If you can – that’s a big if, given that (with the way the internet works) I can have my ‘missile silo’ on a server that’s in neither my country nor the target’s.
Equally, if there is a specific form of ‘weapon’ that cannot realistically be created without government support (cruise missile analogue), then by all means, put that in a treaty. I doubt you’ll be able to come up with many.
The closest legal analogue is if I one day decide to start shooting up the Pentagon. Because I have an especially long-ranged gun (and I’m a very good shot), I’m able to do so without leaving my front room across the atlantic.
The bit of legislation you’re really after is an extradition treaty – so you can hauk me across the pond and try me under US law (in my case, of course, you have one – there is a UK-US mutual extradition treaty, which in the tradition of US extradition treaties only works in one direction…but that’s a different rant). However any country likely to be quietly encouraging its citizens to launch cyber attacks is probably not going to have such a treaty with the country it’s attacking.
“Cyber weapons arent like nukes, they are like tanks. You also can’t go out to a warehouse and count how many trojans or viruses a country has, like you can rifles. ”
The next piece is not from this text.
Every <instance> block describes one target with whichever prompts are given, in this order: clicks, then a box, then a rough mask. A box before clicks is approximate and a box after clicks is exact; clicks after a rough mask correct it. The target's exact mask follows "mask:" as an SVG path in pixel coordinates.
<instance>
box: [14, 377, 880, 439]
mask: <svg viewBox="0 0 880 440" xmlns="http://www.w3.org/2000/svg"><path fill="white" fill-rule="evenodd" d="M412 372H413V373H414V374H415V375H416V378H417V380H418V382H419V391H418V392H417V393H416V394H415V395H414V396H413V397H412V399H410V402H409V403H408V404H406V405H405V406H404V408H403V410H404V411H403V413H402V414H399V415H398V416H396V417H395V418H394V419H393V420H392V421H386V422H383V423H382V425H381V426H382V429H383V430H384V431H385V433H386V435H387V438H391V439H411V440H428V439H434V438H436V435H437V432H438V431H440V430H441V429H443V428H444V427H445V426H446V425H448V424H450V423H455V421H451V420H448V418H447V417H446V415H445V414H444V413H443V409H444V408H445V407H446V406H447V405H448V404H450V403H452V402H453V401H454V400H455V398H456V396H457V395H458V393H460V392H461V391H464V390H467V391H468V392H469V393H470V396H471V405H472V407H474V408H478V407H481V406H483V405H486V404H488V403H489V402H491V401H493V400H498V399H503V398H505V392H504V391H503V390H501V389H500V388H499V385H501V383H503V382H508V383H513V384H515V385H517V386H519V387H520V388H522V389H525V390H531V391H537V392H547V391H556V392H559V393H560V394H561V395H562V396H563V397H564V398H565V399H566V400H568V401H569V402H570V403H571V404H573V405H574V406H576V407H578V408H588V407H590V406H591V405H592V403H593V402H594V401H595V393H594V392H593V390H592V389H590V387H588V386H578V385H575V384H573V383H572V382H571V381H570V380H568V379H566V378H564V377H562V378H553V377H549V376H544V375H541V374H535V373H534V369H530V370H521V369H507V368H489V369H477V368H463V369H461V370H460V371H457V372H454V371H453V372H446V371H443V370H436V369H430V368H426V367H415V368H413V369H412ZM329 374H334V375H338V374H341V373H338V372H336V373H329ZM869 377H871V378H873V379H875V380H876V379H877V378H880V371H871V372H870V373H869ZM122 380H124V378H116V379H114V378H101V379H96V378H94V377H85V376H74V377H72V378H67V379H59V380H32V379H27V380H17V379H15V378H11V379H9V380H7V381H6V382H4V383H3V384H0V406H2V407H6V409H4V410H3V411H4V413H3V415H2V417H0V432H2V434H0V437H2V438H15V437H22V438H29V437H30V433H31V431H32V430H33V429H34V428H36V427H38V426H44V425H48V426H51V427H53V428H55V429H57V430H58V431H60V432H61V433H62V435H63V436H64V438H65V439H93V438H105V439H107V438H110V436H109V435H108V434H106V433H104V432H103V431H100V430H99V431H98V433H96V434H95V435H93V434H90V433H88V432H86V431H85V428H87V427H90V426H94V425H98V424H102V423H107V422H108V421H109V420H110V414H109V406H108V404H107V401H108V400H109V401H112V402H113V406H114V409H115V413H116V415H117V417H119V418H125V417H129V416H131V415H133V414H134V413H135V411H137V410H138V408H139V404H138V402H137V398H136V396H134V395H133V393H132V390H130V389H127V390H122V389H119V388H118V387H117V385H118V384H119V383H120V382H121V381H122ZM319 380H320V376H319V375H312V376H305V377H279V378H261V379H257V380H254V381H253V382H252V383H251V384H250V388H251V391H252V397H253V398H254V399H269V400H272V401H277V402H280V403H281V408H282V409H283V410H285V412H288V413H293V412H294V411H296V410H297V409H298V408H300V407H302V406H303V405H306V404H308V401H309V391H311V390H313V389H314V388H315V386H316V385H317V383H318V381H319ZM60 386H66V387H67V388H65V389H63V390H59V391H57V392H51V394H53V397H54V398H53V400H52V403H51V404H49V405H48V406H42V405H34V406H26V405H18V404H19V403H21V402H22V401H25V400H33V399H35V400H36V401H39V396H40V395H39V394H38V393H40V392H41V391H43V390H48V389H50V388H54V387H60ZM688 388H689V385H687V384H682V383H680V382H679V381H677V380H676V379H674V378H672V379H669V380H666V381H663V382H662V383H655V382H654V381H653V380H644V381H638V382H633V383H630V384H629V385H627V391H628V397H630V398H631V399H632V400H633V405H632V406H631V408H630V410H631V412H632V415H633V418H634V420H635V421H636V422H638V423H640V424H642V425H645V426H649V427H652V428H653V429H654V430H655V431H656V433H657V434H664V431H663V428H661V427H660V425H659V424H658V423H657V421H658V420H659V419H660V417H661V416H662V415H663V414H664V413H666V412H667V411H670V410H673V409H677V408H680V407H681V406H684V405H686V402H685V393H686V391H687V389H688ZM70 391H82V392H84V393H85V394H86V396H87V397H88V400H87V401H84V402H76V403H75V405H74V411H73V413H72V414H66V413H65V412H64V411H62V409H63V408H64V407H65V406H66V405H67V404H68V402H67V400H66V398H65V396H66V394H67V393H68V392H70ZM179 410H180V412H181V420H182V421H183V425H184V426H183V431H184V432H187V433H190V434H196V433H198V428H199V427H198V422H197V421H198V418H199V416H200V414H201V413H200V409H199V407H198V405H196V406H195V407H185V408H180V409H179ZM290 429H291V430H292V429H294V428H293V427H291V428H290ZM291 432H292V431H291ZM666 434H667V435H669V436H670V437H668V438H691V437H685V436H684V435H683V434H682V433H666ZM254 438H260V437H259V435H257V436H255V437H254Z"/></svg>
No – that’s the other problem with something that’s basically just information; if you’ve got one, you can copy it an infinite number of times pretty much instantly and without effort. It’d be like having a non-proliferation agreement where holding the *design* for a weapon was illegal. Which is kind of awkward as the design has to be described in the legal document…..
I'd never work. With cyber weapons there's such a great degree of plausible deniability that most enemy will "hide" their weapons capability very easily.
Meanwhile, cryptoanarchy dreams its dreams of grandeur.
Would an International Cyber Arms Control Treaty Help Halt a Cyber War?
No it would not. Have nuclear arms control treaties reduced the threat of a nuclear war? Or fore a more direct comparison, have gun bans stopped gun crime anywhere?
Computer programs are tools, misused they can have devestating effects, however it is the misuse that is the issue, not the existance of the tool.
A treaty is just a clever way for other nations to use the law in order to obtain a level playing field with U.S. technological superiority.
We need not handicap ourselves for any reason.